Para tentar acabar com essa situação de miséria, índios e não-índios resolveram acender o cachimbo da paz. "Temos que nos unir para sair dessa", propõe Maria Zita (PDT), vereadora da oposição, moradora da aldeia Rancharia. Do padre ao pajé, o discurso é um só: a miséria tem que acabar. A penúria leva o prefeito José Nunes a admitir: "Não tenho como resolver esse problema sem ajuda externa; alguém tem que nos escutar", desabafa. O desespero do prefeito tem razão de ser. Segundo o IBGE, 1.056 famílias vivem abaixo da linha de pobreza. As três refeições diárias tão prometidas pelo presidente Lula são um sonho distante. "Nossa tribo está sendo exterminada", analisa Jonesvan Pereira, 21 anos, professor e vereador. Financeiramente o município sobrevive, ou quase, dos R$ 300 mil aportados pelo Fundo de Participação dos Municípios (FPM). Enquanto isso, cerca de 700 famílias contam com R$ 95 mensais vindos de programas sociais do governo federal.

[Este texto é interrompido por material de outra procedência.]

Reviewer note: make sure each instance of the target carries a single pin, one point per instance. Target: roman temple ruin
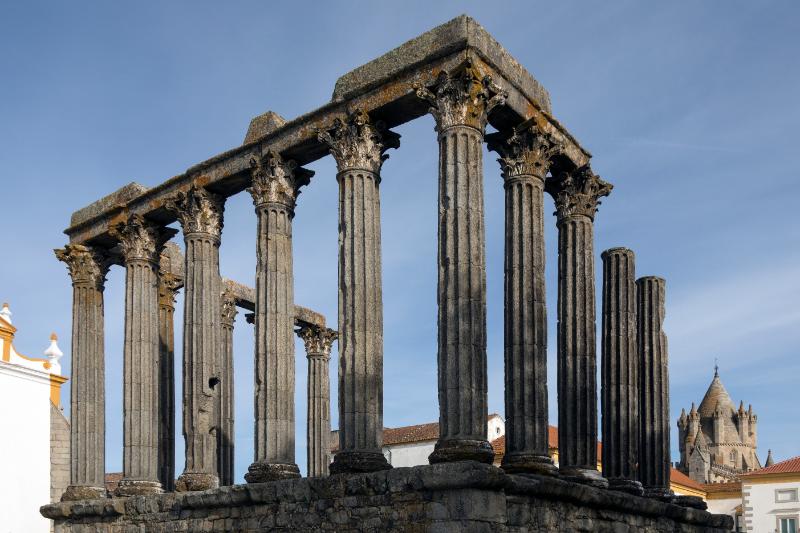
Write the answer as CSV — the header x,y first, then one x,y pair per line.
x,y
462,77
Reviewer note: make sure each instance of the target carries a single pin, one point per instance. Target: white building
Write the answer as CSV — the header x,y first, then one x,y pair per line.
x,y
28,389
771,498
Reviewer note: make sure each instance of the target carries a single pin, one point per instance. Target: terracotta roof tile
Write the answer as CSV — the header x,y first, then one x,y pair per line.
x,y
789,466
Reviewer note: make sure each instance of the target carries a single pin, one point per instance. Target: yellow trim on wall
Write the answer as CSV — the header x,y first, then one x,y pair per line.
x,y
55,388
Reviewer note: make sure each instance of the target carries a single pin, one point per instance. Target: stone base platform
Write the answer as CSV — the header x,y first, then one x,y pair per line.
x,y
454,497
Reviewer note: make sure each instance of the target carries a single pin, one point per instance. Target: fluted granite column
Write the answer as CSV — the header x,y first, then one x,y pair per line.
x,y
275,186
358,147
620,372
225,441
141,242
200,214
460,103
525,160
168,286
87,267
654,452
577,195
318,341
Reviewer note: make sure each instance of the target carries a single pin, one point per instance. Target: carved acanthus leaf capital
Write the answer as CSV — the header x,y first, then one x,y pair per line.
x,y
198,210
356,143
464,97
228,308
318,339
141,240
276,180
527,151
86,265
577,193
168,286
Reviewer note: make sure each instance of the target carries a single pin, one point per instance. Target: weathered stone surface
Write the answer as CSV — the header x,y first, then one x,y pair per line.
x,y
225,437
460,103
525,159
263,125
200,213
141,243
577,196
168,286
318,341
274,188
87,267
461,33
358,146
654,453
456,497
620,372
118,197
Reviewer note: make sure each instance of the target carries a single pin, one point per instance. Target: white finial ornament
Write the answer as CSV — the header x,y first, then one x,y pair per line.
x,y
6,313
54,353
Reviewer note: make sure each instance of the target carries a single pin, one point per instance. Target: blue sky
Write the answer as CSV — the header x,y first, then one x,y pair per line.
x,y
690,110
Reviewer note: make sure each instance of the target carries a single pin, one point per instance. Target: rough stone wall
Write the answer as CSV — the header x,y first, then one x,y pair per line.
x,y
59,453
453,497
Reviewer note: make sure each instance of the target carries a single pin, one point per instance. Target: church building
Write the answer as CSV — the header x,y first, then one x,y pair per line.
x,y
717,441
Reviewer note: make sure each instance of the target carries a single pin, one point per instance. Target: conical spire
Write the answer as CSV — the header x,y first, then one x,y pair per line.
x,y
716,398
770,460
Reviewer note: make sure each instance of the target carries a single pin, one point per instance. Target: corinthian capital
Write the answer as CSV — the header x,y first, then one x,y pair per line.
x,y
86,265
318,339
140,239
276,180
199,211
356,143
228,308
527,151
577,193
462,98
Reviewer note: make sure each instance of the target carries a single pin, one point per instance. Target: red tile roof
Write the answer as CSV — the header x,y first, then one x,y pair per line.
x,y
789,466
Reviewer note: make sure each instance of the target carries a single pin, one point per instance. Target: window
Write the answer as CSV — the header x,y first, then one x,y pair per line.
x,y
787,525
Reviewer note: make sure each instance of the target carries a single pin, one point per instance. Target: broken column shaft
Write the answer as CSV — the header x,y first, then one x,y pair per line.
x,y
200,214
274,189
620,372
654,450
460,103
88,268
358,147
577,196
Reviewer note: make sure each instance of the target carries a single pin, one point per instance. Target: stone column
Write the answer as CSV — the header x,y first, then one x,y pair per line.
x,y
620,372
577,196
225,444
168,286
358,147
141,242
654,452
525,160
460,103
275,186
318,341
87,267
200,214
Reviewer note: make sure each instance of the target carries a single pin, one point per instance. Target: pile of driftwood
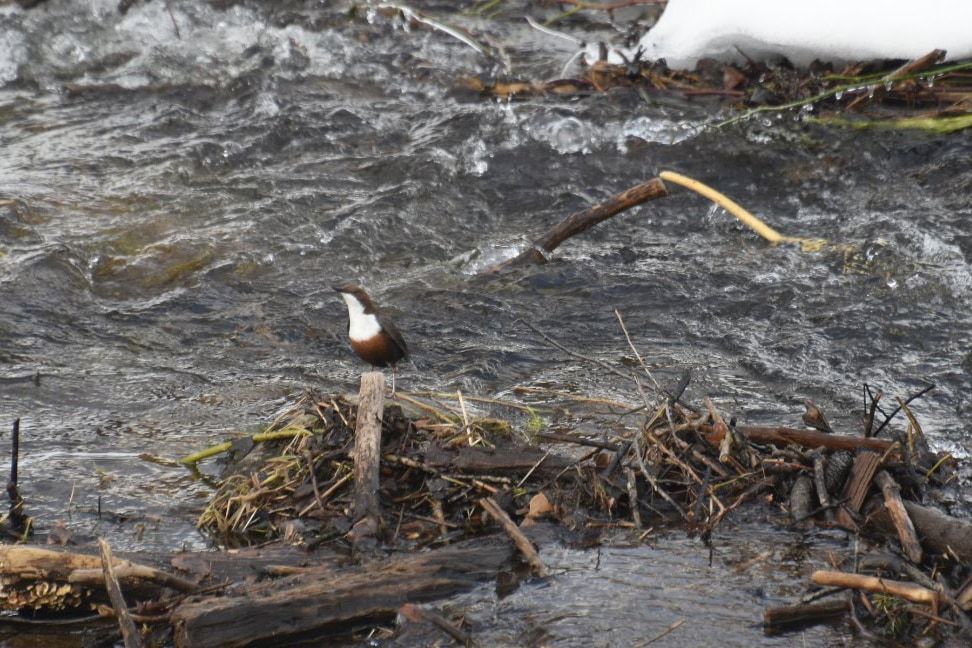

"O governo precisa jogar um olhar diferenciado para as populações indígenas", sentencia o prefeito. "A maioria desses programas governamentais, como o Bolsa-Escola, por exemplo, atende no máximo três pessoas por família. Os índios não utilizam métodos anticonceptivos: cada família tem, em média, seis filhos", afirma Maria Eunice, assistente social do município. "Precisamos muito mais do que feijão", protesta o padre José das Mercês. Afinal, nos últimos dez meses, o único alimento recebido pela comunidade foi feijão: 30 toneladas.
Uma coisa é certa, essas doações não têm conseguido aplacar a fome local. Kaiporá Xacriabá, 54 anos, a mais antiga liderança indígena, teve 17 filhos, seis dos quais morreram. "Muitos se foram por morte morrida. Outros por fraqueza", garante. Otila Oliveira dos Santos, 35 anos, mora na aldeia Embaúba, tem oito filhos, recebe um salário mínimo de sua pensão de viuvez e R$ 95 do Bolsa-Família. É assim que dá o de comer às nove bocas. "Aqui é só feijão, no almoço e no jantar", lamenta.